The study was based on gene tests on tumors in women with the most common form of breast cancer. More than 10,000 women registered for the study. Winship at Emory University was among those institutions that enrolled women in the trial.
Of the women who registered for the trial, 6,907 had intermediate scores in the gray zone.
This reflects the average distribution “we see in real life … meaning about two-thirds of women who get this test end up with “intermediate” results as defined by the trial, said Dr. Keerthi Gogineni, assistant professor of hematology and medical oncology at Emory University’s Winship.
Blass, 60, fell into what is called the intermediate or gray area. Her genomic test determined that at some point in the future, there was a risk that her breast cancer could return. The test measures 21 genes in the tumor and pinpoints the risk on a scale that ranges from 0 to 100.
Hers was 22.
The gene test (Oncotype Dx) is performed on women who have early-stage breast cancers, typically between 0.5cm and 5cm and .centimeters in size that have not spread to lymph nodes, are sensitive to estrogen, and test negative for a protein called HER2. In this group of women, it helps to identify those who can safely skip chemo and take only a drug that blocks the hormone estrogen such as tamoxifen or a drug that stops the body from making estrogen.
“We have known for some time that women with very low-risk Oncotype Dx do not need chemotherapy, and that those with high-risk scores, over 30, do derive benefit,” said Meisel. “However, many patients fall in the ‘intermediate risk’ category, as Ms. Blass did, and whether or not to recommend chemotherapy for women with these intermediate-risk scores has been a critical question in recent times.”
During the trial, researchers followed up with thousands of women. Seventy percent had a score between 11 and 25 and were considered intermediate risk. They underwent surgery , and then were randomly assigned to receive either anti-estrogen therapy alone or anti-estrogen therapy plus chemotherapy. Over time, authors found no difference in outcome between those who got chemotherapy and those who didn’t.
“This makes us feel very confident withholding chemotherapy in patients like Ms. Blass,” she said.
Meisel said the only caveat to this is that there may be some benefit of chemotherapy for women 50 years of age or younger with a recurrence score between 16 and 25.
“It’s groundbreaking,” said Gogineni. “There were many women who were undergoing chemotherapy for their breast cancer that did not need it. Any study that enables us to be more nuanced about treatment — to avoid overtreatment or undertreatment — advances how we care for patients with cancer.”
5 THINGS TO KNOW ABOUT CHEMOTHERAPY
- Chemo is used to shrink tumors, control and/or stop the cancer from growing and spreading. This can help the person with cancer feel better and live longer. It can also be used to ease symptoms.

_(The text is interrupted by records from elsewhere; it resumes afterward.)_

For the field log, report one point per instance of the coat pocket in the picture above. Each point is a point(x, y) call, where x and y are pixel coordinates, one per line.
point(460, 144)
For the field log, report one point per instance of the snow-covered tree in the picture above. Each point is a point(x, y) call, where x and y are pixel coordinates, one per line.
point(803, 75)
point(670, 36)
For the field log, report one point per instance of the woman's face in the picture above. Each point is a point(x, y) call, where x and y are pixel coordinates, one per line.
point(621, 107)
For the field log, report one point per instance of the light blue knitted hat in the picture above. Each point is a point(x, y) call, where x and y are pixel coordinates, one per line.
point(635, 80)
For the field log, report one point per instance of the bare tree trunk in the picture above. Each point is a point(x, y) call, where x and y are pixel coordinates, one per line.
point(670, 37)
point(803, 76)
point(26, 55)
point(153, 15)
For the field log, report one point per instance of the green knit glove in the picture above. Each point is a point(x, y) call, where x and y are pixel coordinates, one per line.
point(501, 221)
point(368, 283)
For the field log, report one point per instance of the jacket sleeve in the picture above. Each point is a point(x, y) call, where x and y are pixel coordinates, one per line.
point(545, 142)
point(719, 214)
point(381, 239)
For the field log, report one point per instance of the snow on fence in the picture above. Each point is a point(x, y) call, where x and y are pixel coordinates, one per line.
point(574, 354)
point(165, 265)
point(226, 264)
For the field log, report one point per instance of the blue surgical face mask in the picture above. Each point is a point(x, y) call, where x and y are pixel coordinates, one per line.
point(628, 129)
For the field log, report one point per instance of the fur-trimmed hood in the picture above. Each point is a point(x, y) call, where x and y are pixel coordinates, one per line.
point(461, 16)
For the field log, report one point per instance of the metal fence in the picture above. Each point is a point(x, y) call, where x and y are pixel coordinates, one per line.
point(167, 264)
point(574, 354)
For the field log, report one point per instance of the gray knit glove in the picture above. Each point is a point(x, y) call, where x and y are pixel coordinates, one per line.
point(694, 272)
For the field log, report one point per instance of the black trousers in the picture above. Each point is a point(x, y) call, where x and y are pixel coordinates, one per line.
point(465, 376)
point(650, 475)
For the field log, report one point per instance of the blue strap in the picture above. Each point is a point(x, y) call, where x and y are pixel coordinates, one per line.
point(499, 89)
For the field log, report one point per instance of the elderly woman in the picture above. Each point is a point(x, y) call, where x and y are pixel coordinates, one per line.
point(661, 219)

- The most common forms of getting chemo are intravenously as a slow drip in which a thin needle is put in a vein in the hand or lower arm; an injection as a single shot into a muscle in the arm, leg, hip or in the fatty part of your arm, leg or stomach; or by mouth.
- Cancer can be treated with a single chemo drug, but often several drugs are used in a specific order or combinations. Different drugs that work in different ways can work together to kill more cancer cells. This can also help lower the chance that the cancer may become resistant to any one chemo drug.
- Unlike radiation and surgery, which target specific areas, chemo can work throughout your body.
- Chemo can also affect some fast-growing healthy cells, like those of the skin, hair, intestines, and bone marrow. Some of the side effects include hair loss, nausea, fatigue and numbness.